OPINIÓN – Al puente le sobran versos
Mire usted, yo nací cuando Cádiz era una ciudad con barcos, tabernas y padres con callos en las manos. La poesía se dejaba para la iglesia, los pregones y alguna carta de amor mal escrita. Lo demás era asfalto, salitre y el sueldo justo. Por eso, ahora que me dicen que el Puente Carranza —el que cruza la Bahía como una espina dorsal— podría llamarse “Puente Rafael Alberti”, me da por pensar si no hemos perdido el norte. O peor: si nos lo quieren cambiar por decreto lírico.
La diputada Esther Gil de Reboleño, a la que no tengo el gusto, dice que cambiar el nombre del puente es “una necesidad democrática, simbólica y cultural”. Hombre, simbólico será, pero yo juraría que las necesidades de Cádiz van por otro lado. Porque no sé yo si al parado del barrio de Loreto o al currante que pasa cada día por ese viaducto para dejarse la espalda en Puerto Real le quita el sueño el nombre del puente. A lo mejor lo que le preocupa es que no le suban el peaje de la vida. Pero eso no luce tanto en rueda de prensa.

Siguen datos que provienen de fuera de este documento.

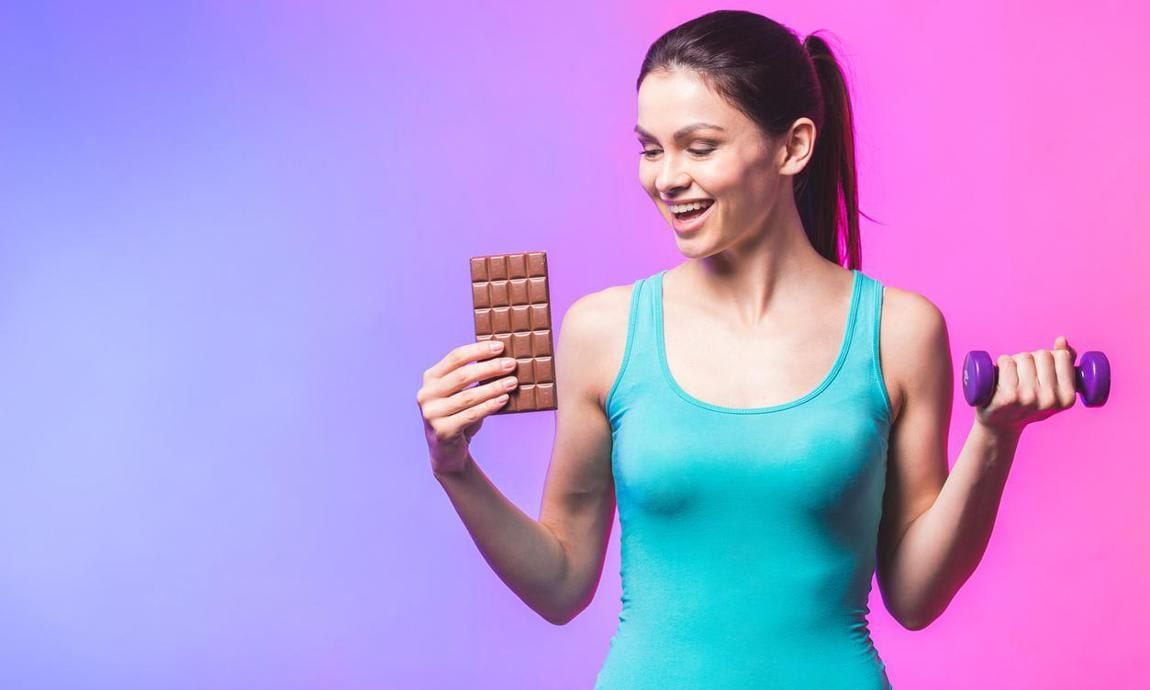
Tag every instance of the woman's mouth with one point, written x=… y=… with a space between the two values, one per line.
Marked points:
x=691 y=219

Yo no tengo nada contra Rafael Alberti. Escribía bien, amaba el mar y tuvo la desgracia de vivir tiempos broncos. Como muchos. Pero hacer de su figura un nuevo santón cívico mientras seguimos sin tren digno a Madrid es de ese tipo de gestos que llenan titulares y vacían las arcas. Porque esta manía moderna de querer cambiarlo todo —nombres, placas, fechas, estatuas, vocabularios— parte de una fe ciega en que la historia se puede reescribir con rotulador. Y no, señora mía: la historia no es un cuento, es una costra.
Carranza fue alcalde franquista, sí. No lo niego. Pero también fue quien impulsó, con toda su herencia política a cuestas, un puente que evitó que Cádiz siguiera siendo una ratonera de mar. ¿Molesta su nombre? Es posible. ¿Soluciona algo cambiarlo? Lo dudo. Y más aún si lo vamos a cambiar por el de un poeta que, con todos mis respetos, no diseñó cimientos ni tensó vigas. No es lo mismo rimar que remachar.
Se habla también de llamarlo Puente de los Astilleros. Al menos eso tiene callo y grasa. Pero claro, eso no permite lanzar discursos floridos sobre “la poesía como territorio común”. Y ya se sabe que en estos tiempos la política ha cambiado la pancarta por la metáfora. Pero la ciudad sigue necesitando cosas más pedestres: empleo, vivienda, seguridad, no rimas con aroma de salón burgués.
En fin. Cambien el nombre si quieren. Pero luego no se extrañen si la gente lo sigue llamando Carranza. Porque los puentes, como los recuerdos, no se renombran con papel sellado, sino con uso diario y memoria viva.